🤖 AI Summary
Large language models (LLMs) exhibit diminishing returns in in-context learning (ICL) as the number of demonstration examples increases, particularly on structured tabular prediction tasks. To address this, we propose a portable continual pretraining framework that optimizes Qwen-2.5-7B-Instruct using millions of synthetic tabular tasks generated from structural causal models. Our method integrates random forest–guided teacher distillation, efficient token serialization for tabular data, and LoRA-based adaptation. It is the first to achieve multi-example scaling laws in ICL—where accuracy monotonically improves with increasing context examples—without task-specific fine-tuning, matching random forest performance out-of-the-box. Evaluated across financial, physical, biological, and medical tabular classification benchmarks, our model outperforms strong baselines by 15% on average, increases effective context capacity by 3–6×, boosts batched inference throughput by 50×, and achieves 75.4% on MMLU.
📝 Abstract
Large language models (LLMs) possess broad world knowledge and strong general-purpose reasoning ability, yet they struggle to learn from many in-context examples on standard machine learning (ML) tasks, that is, to leverage many-shot demonstrations purely via in-context learning (ICL) without gradient descent. We introduce MachineLearningLM, a portable continued-pretraining framework that equips a general-purpose LLM with robust in-context ML capability while preserving its general knowledge and reasoning for broader chat workflows.
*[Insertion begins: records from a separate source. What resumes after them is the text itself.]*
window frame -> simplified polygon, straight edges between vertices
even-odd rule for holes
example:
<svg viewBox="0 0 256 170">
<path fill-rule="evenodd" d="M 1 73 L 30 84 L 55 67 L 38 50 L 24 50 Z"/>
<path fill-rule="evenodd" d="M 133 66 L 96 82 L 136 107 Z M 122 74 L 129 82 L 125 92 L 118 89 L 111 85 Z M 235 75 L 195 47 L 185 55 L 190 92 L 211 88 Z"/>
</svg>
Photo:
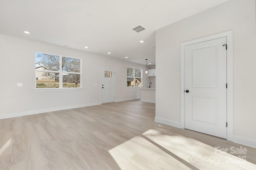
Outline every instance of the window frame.
<svg viewBox="0 0 256 170">
<path fill-rule="evenodd" d="M 35 56 L 34 56 L 34 59 L 35 62 L 36 63 L 35 60 L 36 60 L 36 53 L 42 53 L 46 54 L 49 54 L 50 55 L 54 55 L 58 56 L 59 57 L 59 70 L 36 70 L 36 68 L 34 68 L 35 69 L 35 85 L 34 85 L 34 90 L 36 91 L 40 91 L 40 90 L 60 90 L 63 89 L 70 89 L 70 90 L 74 90 L 74 89 L 82 89 L 82 60 L 81 59 L 79 59 L 75 57 L 67 57 L 64 56 L 64 55 L 59 55 L 54 54 L 51 54 L 47 53 L 42 52 L 40 51 L 35 51 Z M 80 60 L 80 72 L 69 72 L 67 71 L 62 71 L 62 57 L 67 57 L 71 59 L 77 59 Z M 59 87 L 58 88 L 36 88 L 36 72 L 48 72 L 48 73 L 58 73 L 58 82 L 59 82 Z M 80 75 L 80 87 L 63 87 L 63 74 L 77 74 Z M 47 74 L 48 75 L 48 74 Z M 64 82 L 65 83 L 65 82 Z"/>
<path fill-rule="evenodd" d="M 127 76 L 127 68 L 128 67 L 131 68 L 133 68 L 133 76 Z M 135 69 L 138 69 L 140 70 L 140 77 L 136 77 L 135 76 Z M 143 87 L 142 86 L 142 73 L 143 70 L 142 68 L 132 67 L 130 66 L 127 66 L 126 67 L 126 88 L 142 88 Z M 135 82 L 136 79 L 137 78 L 140 78 L 140 86 L 127 86 L 127 78 L 133 78 L 133 81 L 134 82 Z"/>
</svg>

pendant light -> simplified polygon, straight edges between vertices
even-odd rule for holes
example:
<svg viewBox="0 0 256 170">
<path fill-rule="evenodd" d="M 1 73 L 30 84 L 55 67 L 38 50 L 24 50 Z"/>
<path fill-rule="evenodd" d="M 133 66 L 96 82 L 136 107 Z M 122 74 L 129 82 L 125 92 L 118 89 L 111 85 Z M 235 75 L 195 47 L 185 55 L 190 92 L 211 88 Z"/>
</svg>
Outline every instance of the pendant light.
<svg viewBox="0 0 256 170">
<path fill-rule="evenodd" d="M 147 59 L 146 59 L 146 74 L 148 74 L 148 66 L 147 66 Z"/>
</svg>

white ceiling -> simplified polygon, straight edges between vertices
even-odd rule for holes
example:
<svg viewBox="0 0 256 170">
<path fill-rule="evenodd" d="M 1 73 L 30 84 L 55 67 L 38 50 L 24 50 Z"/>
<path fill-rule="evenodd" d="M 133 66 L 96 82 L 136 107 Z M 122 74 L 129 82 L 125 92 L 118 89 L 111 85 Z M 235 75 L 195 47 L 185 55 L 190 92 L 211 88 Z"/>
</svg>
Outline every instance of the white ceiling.
<svg viewBox="0 0 256 170">
<path fill-rule="evenodd" d="M 156 30 L 228 0 L 0 0 L 0 34 L 154 65 Z"/>
</svg>

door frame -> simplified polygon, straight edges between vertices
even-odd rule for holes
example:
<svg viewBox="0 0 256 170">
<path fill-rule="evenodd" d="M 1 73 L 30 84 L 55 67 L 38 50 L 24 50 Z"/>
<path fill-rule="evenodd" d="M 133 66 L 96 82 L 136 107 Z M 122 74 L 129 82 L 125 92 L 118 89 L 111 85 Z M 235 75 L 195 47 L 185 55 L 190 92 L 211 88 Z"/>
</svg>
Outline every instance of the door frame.
<svg viewBox="0 0 256 170">
<path fill-rule="evenodd" d="M 102 84 L 103 83 L 102 82 L 102 70 L 104 69 L 111 69 L 113 70 L 114 70 L 114 75 L 112 75 L 112 76 L 114 76 L 114 102 L 116 102 L 116 68 L 110 68 L 108 67 L 102 67 L 100 68 L 100 102 L 101 104 L 102 104 Z"/>
<path fill-rule="evenodd" d="M 227 140 L 233 141 L 233 30 L 180 44 L 180 128 L 185 129 L 185 47 L 197 43 L 226 37 L 227 53 Z"/>
</svg>

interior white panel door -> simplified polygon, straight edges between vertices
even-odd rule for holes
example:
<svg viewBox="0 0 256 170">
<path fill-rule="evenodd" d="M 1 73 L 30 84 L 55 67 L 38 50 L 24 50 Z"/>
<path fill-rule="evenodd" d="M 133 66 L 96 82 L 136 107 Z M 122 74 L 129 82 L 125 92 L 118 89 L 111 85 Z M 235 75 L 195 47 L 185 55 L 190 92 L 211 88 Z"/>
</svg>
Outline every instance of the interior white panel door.
<svg viewBox="0 0 256 170">
<path fill-rule="evenodd" d="M 102 68 L 102 103 L 109 103 L 115 100 L 115 70 Z"/>
<path fill-rule="evenodd" d="M 226 138 L 226 37 L 185 47 L 185 128 Z"/>
</svg>

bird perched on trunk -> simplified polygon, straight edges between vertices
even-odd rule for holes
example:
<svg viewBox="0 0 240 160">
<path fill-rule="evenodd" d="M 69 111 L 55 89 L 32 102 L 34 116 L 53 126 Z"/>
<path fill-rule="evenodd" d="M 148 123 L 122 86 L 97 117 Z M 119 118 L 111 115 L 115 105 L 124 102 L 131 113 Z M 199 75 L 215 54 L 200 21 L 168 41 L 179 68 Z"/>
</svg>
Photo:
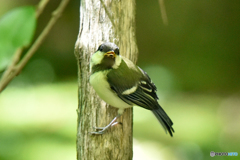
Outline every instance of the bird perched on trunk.
<svg viewBox="0 0 240 160">
<path fill-rule="evenodd" d="M 96 93 L 106 103 L 118 108 L 118 115 L 106 127 L 96 127 L 99 131 L 92 134 L 103 134 L 125 108 L 140 106 L 151 110 L 172 136 L 173 122 L 158 104 L 156 86 L 146 72 L 120 55 L 116 44 L 101 44 L 91 57 L 90 67 L 90 84 Z"/>
</svg>

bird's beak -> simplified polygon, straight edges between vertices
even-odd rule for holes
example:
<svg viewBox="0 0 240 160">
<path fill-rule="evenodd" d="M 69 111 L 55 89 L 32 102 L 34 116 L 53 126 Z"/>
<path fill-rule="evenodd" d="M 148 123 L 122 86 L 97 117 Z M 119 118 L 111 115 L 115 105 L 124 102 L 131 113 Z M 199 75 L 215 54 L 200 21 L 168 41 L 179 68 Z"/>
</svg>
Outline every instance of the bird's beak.
<svg viewBox="0 0 240 160">
<path fill-rule="evenodd" d="M 116 54 L 113 51 L 109 51 L 109 52 L 105 53 L 104 56 L 116 57 Z"/>
</svg>

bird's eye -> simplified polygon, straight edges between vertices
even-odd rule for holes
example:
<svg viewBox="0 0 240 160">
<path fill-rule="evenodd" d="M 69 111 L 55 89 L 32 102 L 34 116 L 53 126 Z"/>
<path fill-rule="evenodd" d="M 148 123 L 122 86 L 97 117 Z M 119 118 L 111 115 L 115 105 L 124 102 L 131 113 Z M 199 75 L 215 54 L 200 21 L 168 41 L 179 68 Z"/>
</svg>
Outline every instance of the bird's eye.
<svg viewBox="0 0 240 160">
<path fill-rule="evenodd" d="M 116 48 L 116 49 L 114 50 L 114 53 L 115 53 L 116 55 L 119 55 L 119 48 Z"/>
</svg>

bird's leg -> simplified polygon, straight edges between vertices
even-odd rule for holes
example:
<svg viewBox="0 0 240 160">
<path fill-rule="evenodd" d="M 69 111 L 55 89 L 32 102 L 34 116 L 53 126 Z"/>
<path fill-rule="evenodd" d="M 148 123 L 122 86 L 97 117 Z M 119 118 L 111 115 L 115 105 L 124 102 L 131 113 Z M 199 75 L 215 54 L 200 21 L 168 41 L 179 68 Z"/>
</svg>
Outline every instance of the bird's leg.
<svg viewBox="0 0 240 160">
<path fill-rule="evenodd" d="M 100 131 L 91 132 L 91 134 L 103 134 L 103 133 L 105 133 L 105 131 L 106 131 L 107 129 L 109 129 L 110 127 L 112 127 L 112 126 L 114 126 L 114 125 L 116 125 L 116 124 L 119 123 L 119 122 L 116 122 L 116 120 L 117 120 L 118 117 L 120 117 L 120 116 L 121 116 L 121 114 L 118 114 L 118 115 L 117 115 L 116 117 L 114 117 L 113 120 L 112 120 L 107 126 L 105 126 L 105 127 L 94 127 L 94 129 L 100 130 Z"/>
</svg>

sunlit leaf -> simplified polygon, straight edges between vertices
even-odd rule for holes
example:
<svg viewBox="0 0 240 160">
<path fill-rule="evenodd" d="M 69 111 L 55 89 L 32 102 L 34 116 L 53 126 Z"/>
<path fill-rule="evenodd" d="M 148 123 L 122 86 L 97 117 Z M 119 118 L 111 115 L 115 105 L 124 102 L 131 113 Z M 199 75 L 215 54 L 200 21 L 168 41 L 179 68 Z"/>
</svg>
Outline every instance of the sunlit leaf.
<svg viewBox="0 0 240 160">
<path fill-rule="evenodd" d="M 17 48 L 31 42 L 35 27 L 35 8 L 32 6 L 13 9 L 1 17 L 0 71 L 9 64 Z"/>
</svg>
Our pretraining procedure synthesizes ML tasks from millions of structural causal models (SCMs), spanning shot counts up to 1,024. We begin with a random-forest teacher, distilling tree-based decision strategies into the LLM to strengthen robustness in numerical modeling. All tasks are serialized with a token-efficient prompt, enabling 3x to 6x more examples per context window and delivering up to 50x amortized throughput via batch inference.
Despite a modest setup (Qwen-2.5-7B-Instruct with LoRA rank 8), MachineLearningLM outperforms strong LLM baselines (e.g., GPT-5-mini) by an average of about 15% on out-of-distribution tabular classification across finance, physics, biology, and healthcare domains. It exhibits a striking many-shot scaling law: accuracy increases monotonically as in-context demonstrations grow from 8 to 1,024. Without any task-specific training, it attains random-forest-level accuracy across hundreds of shots. General chat capabilities, including knowledge and reasoning, are preserved: it achieves 75.4% on MMLU.